Civil parish in Hampshire, England

Rooksdown is a civil parish in the Basingstoke and Deane district of Hampshire, England. The parish was formed on 1 April 2004. It covers a small estate in the north-west of Basingstoke which was previously part of the parish of Sherborne St. John, itself originally part of the Vyne estate.

==History==
Rooksdown is the name of the locality and is shown as Rooks Down in the Ogilby strip maps of 1675. It is also the name of the old Roman road that passes through the Parish, and of the now demolished Rooksdown Hospital, originally Rooksdown House (the Private annexe of Park Prewett Hospital), which once occupied the north west corner of the parish at the junction of Kingsclere Road and Rooksdown Road.

The land which Rooksdown parish now occupies was originally part of the grounds of the former Park Prewett Hospital and farm. After the hospital closed in 1997, some small development took place on surrounding land.
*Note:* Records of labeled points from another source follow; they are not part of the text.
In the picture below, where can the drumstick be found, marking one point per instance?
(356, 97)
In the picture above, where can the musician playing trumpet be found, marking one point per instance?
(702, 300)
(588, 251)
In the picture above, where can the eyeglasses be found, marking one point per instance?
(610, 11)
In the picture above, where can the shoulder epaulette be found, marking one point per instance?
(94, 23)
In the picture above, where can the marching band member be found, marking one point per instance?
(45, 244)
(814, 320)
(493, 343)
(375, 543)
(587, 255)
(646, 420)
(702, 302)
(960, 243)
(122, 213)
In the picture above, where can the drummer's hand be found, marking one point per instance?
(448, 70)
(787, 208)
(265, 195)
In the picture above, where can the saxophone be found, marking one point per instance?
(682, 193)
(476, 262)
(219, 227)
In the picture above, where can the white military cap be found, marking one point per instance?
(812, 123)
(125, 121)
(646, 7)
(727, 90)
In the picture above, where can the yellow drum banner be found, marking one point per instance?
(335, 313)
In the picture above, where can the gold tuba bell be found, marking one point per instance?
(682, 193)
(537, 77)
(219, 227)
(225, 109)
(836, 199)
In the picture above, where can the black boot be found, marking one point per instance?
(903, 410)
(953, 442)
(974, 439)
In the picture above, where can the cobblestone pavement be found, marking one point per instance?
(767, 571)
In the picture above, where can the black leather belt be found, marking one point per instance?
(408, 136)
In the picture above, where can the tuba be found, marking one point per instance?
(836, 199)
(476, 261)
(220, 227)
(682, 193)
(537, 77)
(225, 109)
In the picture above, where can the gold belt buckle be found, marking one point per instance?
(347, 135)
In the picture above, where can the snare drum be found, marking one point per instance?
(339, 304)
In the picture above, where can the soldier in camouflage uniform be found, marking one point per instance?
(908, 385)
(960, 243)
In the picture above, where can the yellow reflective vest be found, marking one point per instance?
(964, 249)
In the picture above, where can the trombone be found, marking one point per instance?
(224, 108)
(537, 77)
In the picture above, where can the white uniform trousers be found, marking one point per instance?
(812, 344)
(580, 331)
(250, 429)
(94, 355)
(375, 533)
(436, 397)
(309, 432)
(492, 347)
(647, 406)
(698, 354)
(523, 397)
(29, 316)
The main hospital site was acquired by English Partnerships in 2005 for the purposes of redeveloping the area. The original clock tower, water tower and entertainment hall have been retained as they are listed buildings.

The local housing development is still sometimes referred to as Park Village by local estate agents, although this is no longer the name of the locality. The area is currently undergoing a major development centred on the former Park Prewett Hospital. This is being refurbished to provide a number of housing units and community shops and facilities. Part of the development is designated to provide affordable homes.

There a four areas of housing development in Rooksdown that have been built at various stages. The first and oldest development is the Beeches, this development lies nearest the single carriageway section of the A339 and contains Saxonwood School. The second development phase was originally known as Rooksdown to differentiate from The Beeches. This development follows on from The Beeches following the line of the old Rooksdown Lane meeting up at the top of the old hospital golf course. The third phase is Park Village, a large estate built on the line of the dual carriageway section of the A339, extending up to the edge of the old Park Prewett Hospital. The current development is known as Limes Park and is a huge area of development encompassing new build and the redevelopment of the Park Prewett Hospital buildings. Collectively this area is known as Rookdown following the creation of the parish.

==Governance==
Rooksdown is a civil parish and ward of Basingstoke and Deane borough council. The borough council is a Non-metropolitan district of Hampshire County Council.

==Landmarks==
The water tower and main hall of the former mental asylum are being renovated before being made available for local use. The former Park Prewett Farm barn is a grade II listed building. The North Hampshire Hospital and Parklands Hospital also falls within the parish of Rooksdown, as does the South Central Ambulance Service ambulance station.

==Transport==
The parish is served by Hampshire Bus who provide frequent services from the North Hampshire Hospital (service 2 and 5, east of the parish) and Winklebury (service 6, west of the parish) to Basingstoke town centre. An infrequent circular service (4) passes through the parish linking it to other parts of the borough. The main Basingstoke to Newbury service (The Link) was diverted through the parish in 2008.